“We’re still trying to figure out what’s going on.”
Antarctica's Weddell Sea. Image: Jeff Schmaltz/LANCE/EOSDIS Rapid Response/Jesse Allen/NASA
A hole as large as Lake Superior or the state of Maine has opened up in Antarctica, and scientists aren't sure why it's there.
The gigantic, mysterious hole "is quite remarkable," atmospheric physicist Kent Moore, a professor at the University of Toronto's Mississauga campus, told me over the phone. "It looks like you just punched a hole in the ice."
Areas of open water surrounded by sea ice, such as this one, are known as polynias. They form in coastal regions of Antarctica, Moore told me. What's strange here, though, is that this polynia is "deep in the ice pack," he said, and must have formed through other processes that aren't understood.
"This is hundreds of kilometres from the ice edge. If we didn't have a satellite, we wouldn't know it was there." (It measured 80,000 k㎡ at its peak.)
A polynia was observed in the same location, in Antarctica's Weddell Sea, in the 1970s, according to Moore, who's been working with the Southern Ocean Carbon and Climate Observations and Modelling (SOCCOM) group, based at Princeton University, to analyze what's going on. Back then, scientists' observation tools weren't nearly as good, so that hole remained largely unstudied. Then it went away for four decades, until last year, when it reopened for a few weeks. Now it's back again.
"This is now the second year in a row it's opened after 40 years of not being there," Moore said. (It opened around September 9.) "We're still trying to figure out what's going on."

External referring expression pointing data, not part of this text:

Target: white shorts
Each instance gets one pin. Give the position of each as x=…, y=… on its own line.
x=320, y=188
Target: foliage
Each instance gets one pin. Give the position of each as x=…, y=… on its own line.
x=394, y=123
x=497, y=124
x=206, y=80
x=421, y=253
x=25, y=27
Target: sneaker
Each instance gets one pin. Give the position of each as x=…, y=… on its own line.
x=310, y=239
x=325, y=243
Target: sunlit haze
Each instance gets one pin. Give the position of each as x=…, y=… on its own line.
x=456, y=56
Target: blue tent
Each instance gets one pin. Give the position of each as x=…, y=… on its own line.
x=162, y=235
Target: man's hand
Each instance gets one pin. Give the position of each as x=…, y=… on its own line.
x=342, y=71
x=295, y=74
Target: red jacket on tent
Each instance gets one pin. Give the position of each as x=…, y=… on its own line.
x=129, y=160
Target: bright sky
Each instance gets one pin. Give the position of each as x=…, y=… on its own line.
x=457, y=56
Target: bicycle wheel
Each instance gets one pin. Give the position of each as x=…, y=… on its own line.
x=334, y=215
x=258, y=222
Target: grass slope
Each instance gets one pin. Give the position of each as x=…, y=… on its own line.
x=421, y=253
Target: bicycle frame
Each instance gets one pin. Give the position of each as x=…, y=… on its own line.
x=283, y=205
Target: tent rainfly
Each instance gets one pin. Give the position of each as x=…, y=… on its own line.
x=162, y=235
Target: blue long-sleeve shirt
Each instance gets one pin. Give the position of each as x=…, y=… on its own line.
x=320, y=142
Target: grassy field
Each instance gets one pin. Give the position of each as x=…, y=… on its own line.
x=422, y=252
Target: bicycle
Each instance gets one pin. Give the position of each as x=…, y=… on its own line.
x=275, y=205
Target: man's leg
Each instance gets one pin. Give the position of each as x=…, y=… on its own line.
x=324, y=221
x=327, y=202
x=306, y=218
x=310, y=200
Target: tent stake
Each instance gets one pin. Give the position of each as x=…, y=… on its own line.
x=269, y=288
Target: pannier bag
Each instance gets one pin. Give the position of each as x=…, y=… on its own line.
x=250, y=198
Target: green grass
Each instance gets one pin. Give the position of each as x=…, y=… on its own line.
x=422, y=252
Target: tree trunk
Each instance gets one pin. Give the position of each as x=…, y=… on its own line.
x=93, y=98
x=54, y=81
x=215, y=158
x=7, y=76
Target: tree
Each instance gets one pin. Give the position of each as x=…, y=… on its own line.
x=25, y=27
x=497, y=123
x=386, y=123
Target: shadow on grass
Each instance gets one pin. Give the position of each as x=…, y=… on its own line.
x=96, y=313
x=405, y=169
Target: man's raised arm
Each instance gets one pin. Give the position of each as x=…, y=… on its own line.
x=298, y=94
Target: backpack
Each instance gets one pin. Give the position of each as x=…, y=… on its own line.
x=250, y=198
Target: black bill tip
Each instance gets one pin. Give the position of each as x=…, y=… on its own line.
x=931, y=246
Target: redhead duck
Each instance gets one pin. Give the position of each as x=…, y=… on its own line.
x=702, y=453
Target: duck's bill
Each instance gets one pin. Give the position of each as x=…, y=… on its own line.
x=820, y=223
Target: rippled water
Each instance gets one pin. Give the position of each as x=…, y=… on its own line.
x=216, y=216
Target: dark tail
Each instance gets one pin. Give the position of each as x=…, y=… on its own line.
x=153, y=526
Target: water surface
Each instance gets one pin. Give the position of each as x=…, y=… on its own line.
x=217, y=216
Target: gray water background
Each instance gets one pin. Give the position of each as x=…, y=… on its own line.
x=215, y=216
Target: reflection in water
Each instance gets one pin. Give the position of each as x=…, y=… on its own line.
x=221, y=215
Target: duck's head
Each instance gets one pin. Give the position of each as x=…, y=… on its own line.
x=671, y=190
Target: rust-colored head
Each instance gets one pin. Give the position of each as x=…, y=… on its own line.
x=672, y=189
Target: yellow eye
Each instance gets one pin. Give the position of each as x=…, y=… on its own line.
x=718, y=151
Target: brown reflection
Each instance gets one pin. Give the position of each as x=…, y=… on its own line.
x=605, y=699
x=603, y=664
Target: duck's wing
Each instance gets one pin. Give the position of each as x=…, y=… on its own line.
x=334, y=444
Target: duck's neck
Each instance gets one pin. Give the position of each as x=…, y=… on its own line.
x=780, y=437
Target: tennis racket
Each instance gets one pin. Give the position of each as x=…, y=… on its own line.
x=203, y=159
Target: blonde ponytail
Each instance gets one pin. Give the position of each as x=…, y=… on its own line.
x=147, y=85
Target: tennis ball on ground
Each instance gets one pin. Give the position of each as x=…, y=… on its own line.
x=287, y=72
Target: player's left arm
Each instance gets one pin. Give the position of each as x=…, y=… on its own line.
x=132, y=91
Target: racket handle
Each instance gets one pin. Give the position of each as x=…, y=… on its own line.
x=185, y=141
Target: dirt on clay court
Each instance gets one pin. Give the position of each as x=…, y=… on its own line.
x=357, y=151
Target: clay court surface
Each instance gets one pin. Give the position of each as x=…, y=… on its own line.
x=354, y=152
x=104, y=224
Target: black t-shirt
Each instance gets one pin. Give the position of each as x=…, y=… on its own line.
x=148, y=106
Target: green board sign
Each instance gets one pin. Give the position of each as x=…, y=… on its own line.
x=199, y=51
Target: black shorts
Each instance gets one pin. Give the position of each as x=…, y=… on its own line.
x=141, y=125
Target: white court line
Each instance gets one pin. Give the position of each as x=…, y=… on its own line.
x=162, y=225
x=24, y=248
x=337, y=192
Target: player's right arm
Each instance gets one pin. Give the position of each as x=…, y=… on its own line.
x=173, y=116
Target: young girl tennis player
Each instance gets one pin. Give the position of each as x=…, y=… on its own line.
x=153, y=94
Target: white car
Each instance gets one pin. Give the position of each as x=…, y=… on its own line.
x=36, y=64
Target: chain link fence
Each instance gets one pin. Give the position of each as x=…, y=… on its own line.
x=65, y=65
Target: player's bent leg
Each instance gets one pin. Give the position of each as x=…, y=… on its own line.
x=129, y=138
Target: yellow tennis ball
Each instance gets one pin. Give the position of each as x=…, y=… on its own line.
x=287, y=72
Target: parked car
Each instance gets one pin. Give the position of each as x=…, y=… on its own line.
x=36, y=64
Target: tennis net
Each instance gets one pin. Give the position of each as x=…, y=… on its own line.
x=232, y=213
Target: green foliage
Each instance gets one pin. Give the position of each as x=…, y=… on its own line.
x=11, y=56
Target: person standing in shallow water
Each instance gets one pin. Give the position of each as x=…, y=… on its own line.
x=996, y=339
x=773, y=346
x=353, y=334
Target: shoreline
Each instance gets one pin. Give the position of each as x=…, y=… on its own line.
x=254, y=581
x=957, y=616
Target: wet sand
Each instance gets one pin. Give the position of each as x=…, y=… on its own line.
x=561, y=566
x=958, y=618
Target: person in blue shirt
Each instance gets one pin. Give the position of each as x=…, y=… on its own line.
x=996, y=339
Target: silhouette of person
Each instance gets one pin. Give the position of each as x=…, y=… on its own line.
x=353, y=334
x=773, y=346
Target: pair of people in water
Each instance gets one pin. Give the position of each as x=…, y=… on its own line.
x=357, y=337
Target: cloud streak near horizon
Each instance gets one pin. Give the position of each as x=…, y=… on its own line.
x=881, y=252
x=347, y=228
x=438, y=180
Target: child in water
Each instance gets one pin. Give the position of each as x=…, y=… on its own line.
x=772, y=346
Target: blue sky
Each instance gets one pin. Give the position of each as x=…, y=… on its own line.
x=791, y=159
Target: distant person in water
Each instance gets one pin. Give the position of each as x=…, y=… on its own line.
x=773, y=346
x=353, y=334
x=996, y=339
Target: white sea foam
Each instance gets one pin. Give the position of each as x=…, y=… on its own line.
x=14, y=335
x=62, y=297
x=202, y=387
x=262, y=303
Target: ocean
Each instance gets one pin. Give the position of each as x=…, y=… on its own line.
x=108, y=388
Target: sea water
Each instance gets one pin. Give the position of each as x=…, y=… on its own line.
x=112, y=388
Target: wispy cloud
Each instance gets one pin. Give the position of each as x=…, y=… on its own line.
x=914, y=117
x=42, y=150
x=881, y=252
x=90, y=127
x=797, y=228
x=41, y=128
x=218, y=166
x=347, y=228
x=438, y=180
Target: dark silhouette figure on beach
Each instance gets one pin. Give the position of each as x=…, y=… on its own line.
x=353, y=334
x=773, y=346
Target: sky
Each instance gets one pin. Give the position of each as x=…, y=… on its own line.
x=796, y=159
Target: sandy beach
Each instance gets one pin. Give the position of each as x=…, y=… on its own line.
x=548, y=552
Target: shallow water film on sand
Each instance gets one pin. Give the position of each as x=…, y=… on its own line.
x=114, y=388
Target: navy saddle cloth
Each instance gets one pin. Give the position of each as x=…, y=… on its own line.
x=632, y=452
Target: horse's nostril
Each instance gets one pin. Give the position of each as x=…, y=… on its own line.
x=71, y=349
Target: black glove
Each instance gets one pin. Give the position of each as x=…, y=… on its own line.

It's tempting to blame this strange hole on climate change, which is reshaping so much of the world, including Antarctica. But Moore said that's "premature." Scientists can say with certainty, though, that the polynia will have a wider impact on the oceans.
"Once the sea ice melts back, you have this huge temperature contrast between the ocean and the atmosphere," Moore explained. "It can start driving convection." Denser, colder water sinks to the bottom of the ocean, while warmer water comes to the surface, "which can keep the polynia open once it starts," he said.
Using observations from satellites and deep sea robots, Moore and his collaborators are working on as-yet-unpublished research that aims to answer some of these questions. "Compared to 40 years ago, the amount of data we have is amazing," he said.
Antarctica is undergoing massive changes right now, and figuring out why a gaping hole could suddenly open up will be key to understanding larger systems at play.